Cold Data Support for the CERN Open Data Portal

Paper describes challenges, present our prototype solution, and outline future developments aimed at enhancing the accessibility, efficiency, and resilience of CERN Open Data Portal’s data ecosystem

Paper written by Jose Benito Gonzalez Lopez, Pablo Saiz, and Zacharias Zacharodimos, CERN, Esplanade des Particules 1, 1211 Geneva 23, Switzerland.

Abstract: The CERN Open Data Portal holds over 5 petabytes of high-energy physics experiment data, serving as a hub for global scientific collaboration. Committed to Open Science principles, the portal aims to democratize access to these datasets for outreach, training, education, and independent research. Recognizing the limitations of current disk-based storage, we are starting a project to expand our data storage methodologies. Our approach involves integrating hot storage (such as spinning disks) for immediate data access and cold storage (such as tape, or even interfaces to the experiment frameworks) for cost-effective long-term preservation. This innovative strategy will significantly expand the portal’s capacity to accommodate more experiment data. However, we anticipate challenges in navigating technical complexities and logistical hurdles. These challenges include the latency to access cold data, monitoring and automatizing the transitions between hot and cold and ensuring the long-term preservation of data in the experiment frameworks. The strategy is to integrate existing solutions like EOS, FTS, CTA and Rucio. The paper describes these challenges, present our prototype solution, and outline future developments aimed at enhancing the accessibility, efficiency, and resilience of the CERN Open Data Portal’s data ecosystem.“

 

Evolution of the CERN Tape Archive Scheduling System

Paper discusses of an alternative Scheduler DB implementation, based on relational database technology, and authors include a status report and roadmap.

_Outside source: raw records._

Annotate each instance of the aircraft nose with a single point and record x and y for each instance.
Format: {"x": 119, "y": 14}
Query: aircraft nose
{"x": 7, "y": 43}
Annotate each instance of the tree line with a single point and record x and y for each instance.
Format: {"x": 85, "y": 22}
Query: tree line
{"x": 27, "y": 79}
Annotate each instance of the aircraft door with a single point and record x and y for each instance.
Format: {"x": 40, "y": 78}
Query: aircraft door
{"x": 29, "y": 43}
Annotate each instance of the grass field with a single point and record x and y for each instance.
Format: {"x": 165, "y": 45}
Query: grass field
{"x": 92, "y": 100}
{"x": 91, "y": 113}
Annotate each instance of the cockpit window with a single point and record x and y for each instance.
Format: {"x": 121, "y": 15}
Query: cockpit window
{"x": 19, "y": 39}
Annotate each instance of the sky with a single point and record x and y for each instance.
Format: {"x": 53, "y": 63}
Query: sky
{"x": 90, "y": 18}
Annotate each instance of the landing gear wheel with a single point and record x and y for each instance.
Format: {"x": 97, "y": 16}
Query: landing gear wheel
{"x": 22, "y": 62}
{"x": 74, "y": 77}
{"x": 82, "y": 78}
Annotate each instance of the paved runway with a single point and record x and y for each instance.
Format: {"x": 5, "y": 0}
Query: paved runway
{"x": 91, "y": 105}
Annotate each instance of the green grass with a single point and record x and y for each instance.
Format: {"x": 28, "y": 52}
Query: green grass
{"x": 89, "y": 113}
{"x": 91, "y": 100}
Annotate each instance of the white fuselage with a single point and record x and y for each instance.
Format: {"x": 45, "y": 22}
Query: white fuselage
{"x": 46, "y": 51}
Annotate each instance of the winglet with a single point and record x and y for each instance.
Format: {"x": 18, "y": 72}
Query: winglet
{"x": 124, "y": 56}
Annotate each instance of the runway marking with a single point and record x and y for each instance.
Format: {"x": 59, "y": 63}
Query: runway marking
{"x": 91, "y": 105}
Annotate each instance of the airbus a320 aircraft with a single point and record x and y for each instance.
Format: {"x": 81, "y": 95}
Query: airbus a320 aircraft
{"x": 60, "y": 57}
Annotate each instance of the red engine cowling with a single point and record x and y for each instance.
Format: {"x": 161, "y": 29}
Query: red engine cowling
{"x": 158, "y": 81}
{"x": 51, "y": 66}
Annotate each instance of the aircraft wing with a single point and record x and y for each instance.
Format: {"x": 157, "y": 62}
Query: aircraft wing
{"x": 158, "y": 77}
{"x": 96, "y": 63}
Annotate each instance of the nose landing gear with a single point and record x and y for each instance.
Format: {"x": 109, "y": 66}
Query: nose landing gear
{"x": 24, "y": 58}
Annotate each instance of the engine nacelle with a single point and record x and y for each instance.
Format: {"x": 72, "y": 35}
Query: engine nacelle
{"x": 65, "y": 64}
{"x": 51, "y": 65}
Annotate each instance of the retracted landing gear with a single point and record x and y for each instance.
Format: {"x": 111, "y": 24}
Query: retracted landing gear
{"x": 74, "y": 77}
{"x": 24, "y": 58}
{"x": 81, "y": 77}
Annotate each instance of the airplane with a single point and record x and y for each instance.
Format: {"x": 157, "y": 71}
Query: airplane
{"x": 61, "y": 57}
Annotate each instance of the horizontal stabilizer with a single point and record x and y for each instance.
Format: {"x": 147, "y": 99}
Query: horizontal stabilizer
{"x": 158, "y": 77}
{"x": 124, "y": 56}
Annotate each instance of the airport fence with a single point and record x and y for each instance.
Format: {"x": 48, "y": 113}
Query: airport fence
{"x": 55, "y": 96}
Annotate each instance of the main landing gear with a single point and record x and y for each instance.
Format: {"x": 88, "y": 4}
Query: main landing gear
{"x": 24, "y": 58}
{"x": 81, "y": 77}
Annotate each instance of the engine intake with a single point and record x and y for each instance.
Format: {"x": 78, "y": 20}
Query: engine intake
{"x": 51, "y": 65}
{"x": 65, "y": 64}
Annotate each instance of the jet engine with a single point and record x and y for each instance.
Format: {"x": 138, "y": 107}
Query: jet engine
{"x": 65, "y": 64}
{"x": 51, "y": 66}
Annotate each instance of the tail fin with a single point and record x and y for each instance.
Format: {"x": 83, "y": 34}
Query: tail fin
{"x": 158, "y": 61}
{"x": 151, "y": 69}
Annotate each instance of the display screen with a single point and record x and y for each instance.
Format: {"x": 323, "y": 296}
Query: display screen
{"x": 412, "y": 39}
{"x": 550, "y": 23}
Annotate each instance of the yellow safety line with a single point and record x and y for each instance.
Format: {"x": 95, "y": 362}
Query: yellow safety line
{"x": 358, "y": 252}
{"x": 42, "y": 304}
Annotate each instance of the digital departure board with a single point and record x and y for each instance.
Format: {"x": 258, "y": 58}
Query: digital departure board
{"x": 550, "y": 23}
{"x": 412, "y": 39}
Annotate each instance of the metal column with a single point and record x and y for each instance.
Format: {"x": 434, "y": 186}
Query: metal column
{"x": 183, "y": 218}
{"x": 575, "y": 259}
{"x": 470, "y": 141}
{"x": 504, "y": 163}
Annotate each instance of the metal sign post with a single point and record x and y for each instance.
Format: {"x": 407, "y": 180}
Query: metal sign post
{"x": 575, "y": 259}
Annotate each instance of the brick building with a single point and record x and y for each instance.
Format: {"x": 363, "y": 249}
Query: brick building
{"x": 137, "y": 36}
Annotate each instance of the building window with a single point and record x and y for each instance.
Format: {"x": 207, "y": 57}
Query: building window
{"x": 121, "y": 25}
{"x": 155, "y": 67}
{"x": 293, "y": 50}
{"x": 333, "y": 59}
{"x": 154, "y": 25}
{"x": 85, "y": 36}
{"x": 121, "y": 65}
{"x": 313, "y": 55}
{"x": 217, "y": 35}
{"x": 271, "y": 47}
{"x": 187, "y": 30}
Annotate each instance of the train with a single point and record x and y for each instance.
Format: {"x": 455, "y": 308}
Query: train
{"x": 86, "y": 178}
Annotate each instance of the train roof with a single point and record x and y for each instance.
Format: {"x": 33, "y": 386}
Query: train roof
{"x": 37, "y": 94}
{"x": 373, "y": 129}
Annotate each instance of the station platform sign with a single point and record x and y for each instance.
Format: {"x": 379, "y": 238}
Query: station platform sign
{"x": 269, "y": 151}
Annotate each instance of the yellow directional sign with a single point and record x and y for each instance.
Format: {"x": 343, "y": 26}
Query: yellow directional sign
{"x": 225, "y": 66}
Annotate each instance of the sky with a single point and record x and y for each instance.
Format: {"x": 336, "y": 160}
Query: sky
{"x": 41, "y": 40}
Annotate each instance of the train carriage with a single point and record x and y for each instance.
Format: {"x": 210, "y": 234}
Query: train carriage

Paper written by Jaroslav Guenther, João Afonso, Richard Bachmann, Vladimír Bahyl, Niels Bügel, Pablo Oliver Cortés, Michael Davis, Idriss Larbi, Julien Leduc, Sergio Alfageme Perez, Konstantina Skovola, and David Smith, CERN, Esplanade des Particules 1, 1211 Geneva 23, Switzerland.

Abstract: The CERN Tape Archive (CTA) scheduling system implements the workflow and lifecycle of archive, retrieve and repack requests. The transient metadata for queued requests is stored in the Scheduler backend store (Scheduler DB). In our previous work, we presented the CTA Scheduler together with an object-store backend implementation of the Scheduler DB. Now, with four years of experience in production, the strengths and limitations of this approach are better understood. While highly efficient for FIFO queueing operations (archive/retrieve), non-FIFO operations (delete, priority queues) require some workarounds. Additionally, this backend imposes constraints on how the CTA Scheduler code can be modified and is an additional software dependency and technology for developers to learn. This paper discusses an alternative Scheduler DB implementation, based on relational database technology. We include a status report and roadmap.

 

Challenges of Repack in the Era of the High-capacity Tape Cartridge

Contribution details these problems and describes the various approaches authors have taken to mitigate and solve them, and authors include a roadmap for future repack developments.

Paper written by João Afonso, Michael Davis, Julien Leduc, Vladimír Bahyl, Jaroslav Guenther, Pablo Oliver Cortés, Jorge Camarero Vera, Konstantina Skovola, Niels Alexander Bugel, and Richard Bachmann, CERN, Esplanade des Particules 1, 1211 Geneva 23, Switzerland.

Abstract: The latest tape drive technologies (LTO-9, IBM TS1170) impose new constraints on the management of data archived to tape. In the past, new drives could read/write the previous one or even two generations of media, but this is no longer the case. This means that repacking older media to new media must be carried out on a more aggressive schedule than in the past. An additional challenge is the large capacity of the newer media. A 50 TB tape can contain a vast number of files, whose metadata must be tracked during repacking.

Repacking an entire tape also requires a significant amount of disk storage. At CERN Tier-0, these challenges have created new operational problems to solve, in particular contention for resources between physics archival and repack operations. This contribution details these problems and describes the various approaches we have taken to mitigate and solve them. We include a roadmap for future repack developments.

 

Archive Metadata for Efficient Data Collocation on Tape

Authors present the implementation and deployment in the CERN Tape Archive and our preliminary experiences of consuming Archive Metadata at WLCG Tier-0.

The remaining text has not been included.